- Born: June 17, 1906 Little Elm, Texas
- Died: March 7, 1964 (aged 57) Princeton, New Jersey
- Education: University of Iowa
- Known for: Wilks's lambda distribution
- Scientific career
- Fields: Mathematical statistics
- Workplaces: Princeton University
- Thesis: On the Distributions of Statistics in Samples from a Normal Population of Two Variables with Matched Sampling of One Variable (1931)
- Doctoral advisor: Henry Louis Rietz
- Doctoral students: Theodore Wilbur Anderson; Wilfrid Dixon; Ted Harris; Donald A. S. Fraser; Frederick Mosteller; George W. Brown; Alexander M. Mood;

= Samuel S. Wilks =

American mathematician (1906–1964)

Samuel Stanley Wilks (June 17, 1906 – March 7, 1964) was an American mathematician and academic who played an important role in the development of mathematical statistics, especially in regard to practical applications.

==Early life and education ==
Wilks was born in Little Elm, Texas and raised on a farm. He studied Industrial Arts at the North Texas State Teachers College in Denton, Texas, obtaining his bachelor's degree in 1926. He received his master's degree in mathematics in 1928 from the University of Texas. He obtained his Ph.D. at the University of Iowa under Henry Louis Rietz.

==Career==
Wilks became an instructor in mathematics at Princeton University in 1933; in 1938 he assumed the editorship of the journal Annals of Mathematical Statistics in place of Harry C. Carver. Wilks assembled an advisory board for the journal that included major figures in statistics and probability, among them Ronald Fisher, Jerzy Neyman, and Egon Pearson.

During World War II he was a consultant with the Office of Naval Research. Both during and after the War he had a profound impact on the application of statistical methods to all aspects of military planning.

Wilks was named professor of mathematics and director of the Section of Mathematical Statistics at Princeton in 1944, and became chairman of the Division of Mathematics at the university in 1958.

Wilks died in 1964 in Princeton.

==Work in mathematical statistics==
He was noted for his work on multivariate statistics.

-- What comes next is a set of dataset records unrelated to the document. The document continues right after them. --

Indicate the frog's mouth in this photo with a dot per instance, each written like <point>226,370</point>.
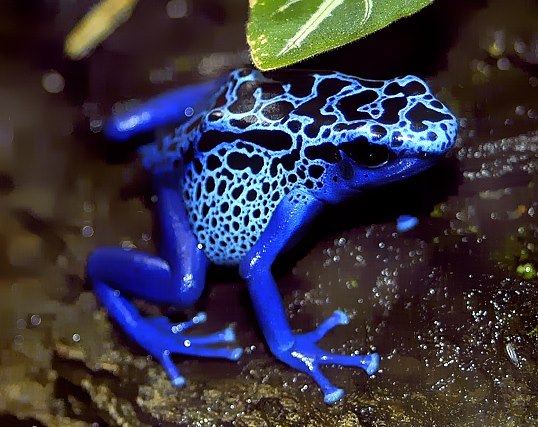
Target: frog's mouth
<point>396,170</point>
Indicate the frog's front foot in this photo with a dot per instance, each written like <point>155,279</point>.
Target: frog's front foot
<point>161,339</point>
<point>306,356</point>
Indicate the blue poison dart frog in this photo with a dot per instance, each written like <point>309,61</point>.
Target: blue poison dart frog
<point>253,160</point>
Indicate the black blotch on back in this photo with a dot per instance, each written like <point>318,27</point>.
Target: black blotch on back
<point>313,128</point>
<point>420,112</point>
<point>374,84</point>
<point>271,90</point>
<point>325,89</point>
<point>378,132</point>
<point>244,122</point>
<point>391,110</point>
<point>350,104</point>
<point>277,110</point>
<point>245,98</point>
<point>240,161</point>
<point>410,89</point>
<point>366,154</point>
<point>327,152</point>
<point>273,140</point>
<point>315,171</point>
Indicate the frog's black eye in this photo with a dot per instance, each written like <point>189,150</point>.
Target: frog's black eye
<point>367,155</point>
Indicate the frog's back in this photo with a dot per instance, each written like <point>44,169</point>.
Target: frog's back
<point>259,136</point>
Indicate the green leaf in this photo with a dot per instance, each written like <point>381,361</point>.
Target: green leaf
<point>282,32</point>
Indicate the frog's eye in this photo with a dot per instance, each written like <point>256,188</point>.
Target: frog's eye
<point>367,155</point>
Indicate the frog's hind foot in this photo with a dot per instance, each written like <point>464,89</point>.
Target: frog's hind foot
<point>167,338</point>
<point>306,356</point>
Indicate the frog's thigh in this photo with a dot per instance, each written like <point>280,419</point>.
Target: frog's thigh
<point>176,276</point>
<point>292,214</point>
<point>171,107</point>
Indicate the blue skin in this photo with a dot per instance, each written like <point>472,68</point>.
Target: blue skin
<point>241,179</point>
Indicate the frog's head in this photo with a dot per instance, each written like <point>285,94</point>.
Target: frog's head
<point>388,131</point>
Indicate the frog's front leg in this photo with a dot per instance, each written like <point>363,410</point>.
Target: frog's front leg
<point>300,351</point>
<point>175,277</point>
<point>174,106</point>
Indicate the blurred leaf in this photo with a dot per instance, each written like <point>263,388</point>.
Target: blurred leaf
<point>282,32</point>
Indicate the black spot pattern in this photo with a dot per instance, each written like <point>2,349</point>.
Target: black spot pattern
<point>263,135</point>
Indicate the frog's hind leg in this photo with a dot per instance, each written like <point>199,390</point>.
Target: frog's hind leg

He also conducted work on unit-weighted regression, proving the idea that under a wide variety of common conditions, almost all sets of weights will yield composites that are very highly correlated, a result that has been dubbed Wilks's theorem.

Another result, also called “Wilks' theorem” occurs in the theory of likelihood ratio tests, where Wilks showed the distribution of log likelihood ratios is asymptotically $\chi^2$.

From the start of his career, Wilks favored a strong focus on practical applications for the increasingly abstract field of mathematical statistics; he also influenced other researchers, notably John Tukey, in a similar direction. Drawing upon the background of his thesis, Wilks worked with the Educational Testing Service in developing the standardized tests like the SAT that have had a profound effect on American education. He also worked with Walter Shewhart on statistical applications in quality control in manufacturing.

Wilks's lambda distribution is a probability distribution related to two independent Wishart distributed variables. It is important in multivariate statistics and likelihood-ratio tests.

==Honors==
The American Statistical Association named its Wilks Memorial Award in his honor. Wilks was elected to the American Philosophical Society in 1948 and the American Academy of Arts and Sciences in 1963. He was elected a fellow of the Econometric Society in 1947.